On the Python side of things, we declare the following in ffi.py:

    #!/usr/bin/env python3

    import fibonacci

    print(fibonacci.fib(34))

Before we can trigger pyo3-rs magic, we need to do the following to
setup a virtual environment and add maturin (a CLI tool to build and
publish PyO3 crates):

    python -m venv .env      # creates a virtual environment
    source .env/bin/activate # activates it
    pip install maturin

Now, we can build our Python extension module with

    maturin develop --release

Finally, we compare the two approaches with hyperfine:

    > hyperfine "python src/ffi.py" "python src/pure.py"
    Benchmark 1: python src/pure.py
      Time (mean ± σ):      1.197 s ±  0.218 s    [User: 1.195 s, System: 0.002 s]
      Range (min … max):    1.070 s …  1.801 s    10 runs

    Benchmark 2: python src/ffi.py
      Time (mean ± σ):      19.2 ms ±   0.8 ms    [User: 17.7 ms, System: 1.4 ms]
      Range (min … max):    17.9 ms …  21.2 ms    158 runs

    Summary
      'python src/ffi.py' ran
       62.23 ± 11.66 times faster than 'python src/pure.py'

In summary, we reduce the computation time more than a factor of 60 with
our solution. For more complex functions, it is well possible to achieve
even higher gains.

 U13: unsafe(ty) last

You almost made it!
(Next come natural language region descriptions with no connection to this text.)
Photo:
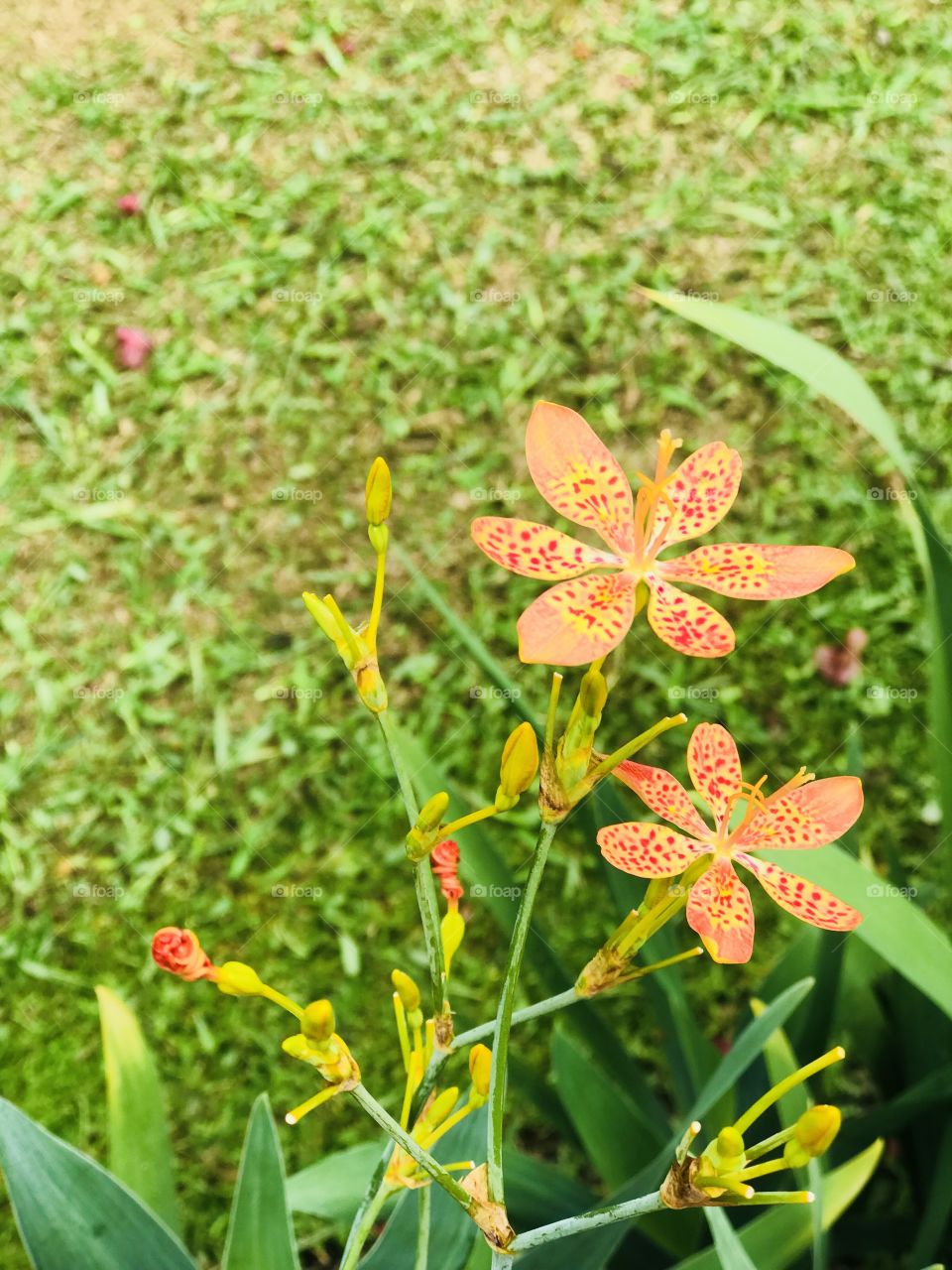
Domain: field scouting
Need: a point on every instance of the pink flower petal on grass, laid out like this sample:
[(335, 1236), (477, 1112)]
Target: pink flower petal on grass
[(702, 490), (802, 898), (578, 620), (535, 550), (576, 474), (714, 765), (721, 913), (664, 794), (753, 571), (647, 849), (807, 817), (687, 624)]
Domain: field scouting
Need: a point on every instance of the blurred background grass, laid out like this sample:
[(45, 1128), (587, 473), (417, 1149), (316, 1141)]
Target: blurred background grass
[(389, 229)]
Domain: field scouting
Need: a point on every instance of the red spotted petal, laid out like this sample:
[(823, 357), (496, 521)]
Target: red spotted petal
[(720, 911), (647, 849), (664, 794), (810, 816), (714, 765), (702, 490), (687, 624), (578, 621), (535, 550), (576, 474), (752, 571), (802, 898)]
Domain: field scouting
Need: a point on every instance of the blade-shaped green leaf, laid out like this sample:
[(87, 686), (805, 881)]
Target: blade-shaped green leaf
[(892, 926), (334, 1185), (140, 1148), (774, 1239), (71, 1211), (259, 1229)]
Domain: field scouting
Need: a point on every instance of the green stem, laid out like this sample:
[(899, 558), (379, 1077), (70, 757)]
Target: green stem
[(422, 874), (422, 1229), (363, 1224), (504, 1012), (587, 1222), (381, 1116)]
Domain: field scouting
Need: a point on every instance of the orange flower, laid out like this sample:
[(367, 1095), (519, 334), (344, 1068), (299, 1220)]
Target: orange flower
[(585, 617), (179, 952), (800, 816)]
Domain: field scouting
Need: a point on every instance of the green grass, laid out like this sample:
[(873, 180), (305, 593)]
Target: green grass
[(397, 253)]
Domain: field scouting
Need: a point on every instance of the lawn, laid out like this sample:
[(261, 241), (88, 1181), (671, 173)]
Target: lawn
[(377, 229)]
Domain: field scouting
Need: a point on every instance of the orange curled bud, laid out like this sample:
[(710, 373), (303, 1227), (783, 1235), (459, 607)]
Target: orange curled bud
[(480, 1070), (238, 979), (179, 952), (518, 766), (379, 492), (317, 1021)]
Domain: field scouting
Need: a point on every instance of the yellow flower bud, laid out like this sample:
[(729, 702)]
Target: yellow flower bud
[(379, 492), (317, 1021), (451, 931), (520, 762), (407, 989), (238, 979), (480, 1070), (816, 1129)]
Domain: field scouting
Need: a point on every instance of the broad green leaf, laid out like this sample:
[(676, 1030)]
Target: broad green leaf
[(259, 1228), (892, 926), (774, 1239), (593, 1250), (140, 1148), (452, 1232), (334, 1185), (829, 375), (71, 1211), (730, 1251)]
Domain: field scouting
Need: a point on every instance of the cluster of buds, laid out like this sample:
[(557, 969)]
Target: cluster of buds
[(180, 952), (358, 645), (517, 771), (722, 1173), (439, 1114)]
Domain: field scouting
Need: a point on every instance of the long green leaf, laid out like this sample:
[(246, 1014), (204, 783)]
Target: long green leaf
[(892, 926), (259, 1229), (780, 1234), (71, 1211), (140, 1148), (334, 1185), (833, 377)]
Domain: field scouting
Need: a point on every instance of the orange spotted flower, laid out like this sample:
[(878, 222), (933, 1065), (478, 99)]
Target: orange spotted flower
[(801, 815), (585, 617)]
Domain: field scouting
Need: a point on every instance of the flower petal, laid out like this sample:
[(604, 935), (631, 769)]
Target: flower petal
[(535, 550), (802, 898), (647, 849), (720, 911), (714, 765), (664, 794), (810, 816), (753, 571), (702, 490), (687, 624), (578, 475), (578, 620)]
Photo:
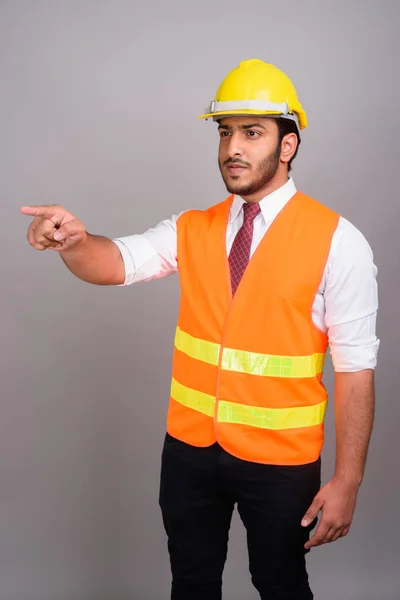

In this final training, Corro the Unsafe Rusturchin
is going to teach about unsafe Code, Debugging Tools for unsafe, Foreign
Function Interfaces, and a little bit of Assembly.

 S13: Example solution

FFI with PyO3

lib.rs:

    use num::complex::Complex;
    use pyo3::prelude::*;

    fn mandelbrot_at_point(cx: f64, cy: f64, max_iters: usize) -> usize {
        let mut z = Complex { re: 0.0, im: 0.0 };
        let c = Complex::new(cx, cy);

        for i in 0..=max_iters {
            if z.norm() > 2.0 {
                return i;
            }
            z = z * z + c;
        }
        max_iters
    }

    #[pyfunction]
    fn calculate_mandelbrot(
        max_iters: usize,
        x_min: f64,
        x_max: f64,
        y_min: f64,
        y_max: f64,
        width: usize,
        height: usize,
    ) -> Vec<Vec<usize>> {
        let mut rows: Vec<_> = Vec::with_capacity(width);
        for img_y in 0..height {
            let mut row: Vec<usize> = Vec::with_capacity(height);
            for img_x in 0..width {
                let x_percent = (img_x as f64 / width as f64);
                let y_percent = (img_y as f64 / height as f64);
                let cx = x_min + (x_max - x_min) * x_percent;
                let cy = y_min + (y_max - y_min) * y_percent;
                let escaped_at = mandelbrot_at_point(cx, cy, max_iters);
                row.push(escaped_at);
            }
            rows.push(row);
        }
        rows
    }

    #[pymodule]
    fn mandelbrot(_py: Python, m: &PyModule) -> PyResult<()> {
        m.add_function(wrap_pyfunction!(calculate_mandelbrot, m)?)?;
        Ok(())
    }

ffi.py:

    import io
    from mandelbrot import calculate_mandelbrot

    def render_mandelbrot(vals):
        for row in vals:
            line = io.StringIO()
            for column in row:
                if column in range(0,2):
                    line.write(' ')
                elif column in range(3,5):
                    line.write('.')
                elif column in range(6,10):
                    line.write('•')
                elif column in range(11, 30):
                    line.write('*')
                elif column in range(31, 100):
                    line.write('+')
                elif column in range(101, 200):
                    line.write('x')
                elif column in range(201, 400):
                    line.write('$')
                elif column in range(401, 700):
                    line.write('#')
                else:
                    line.write('%')
            print(line.getvalue())

    if __name__ == "__main__":
        mandelbrot = calculate_mandelbrot(1000, -2.0, 1.0, -1.0, 1.0, 100, 24)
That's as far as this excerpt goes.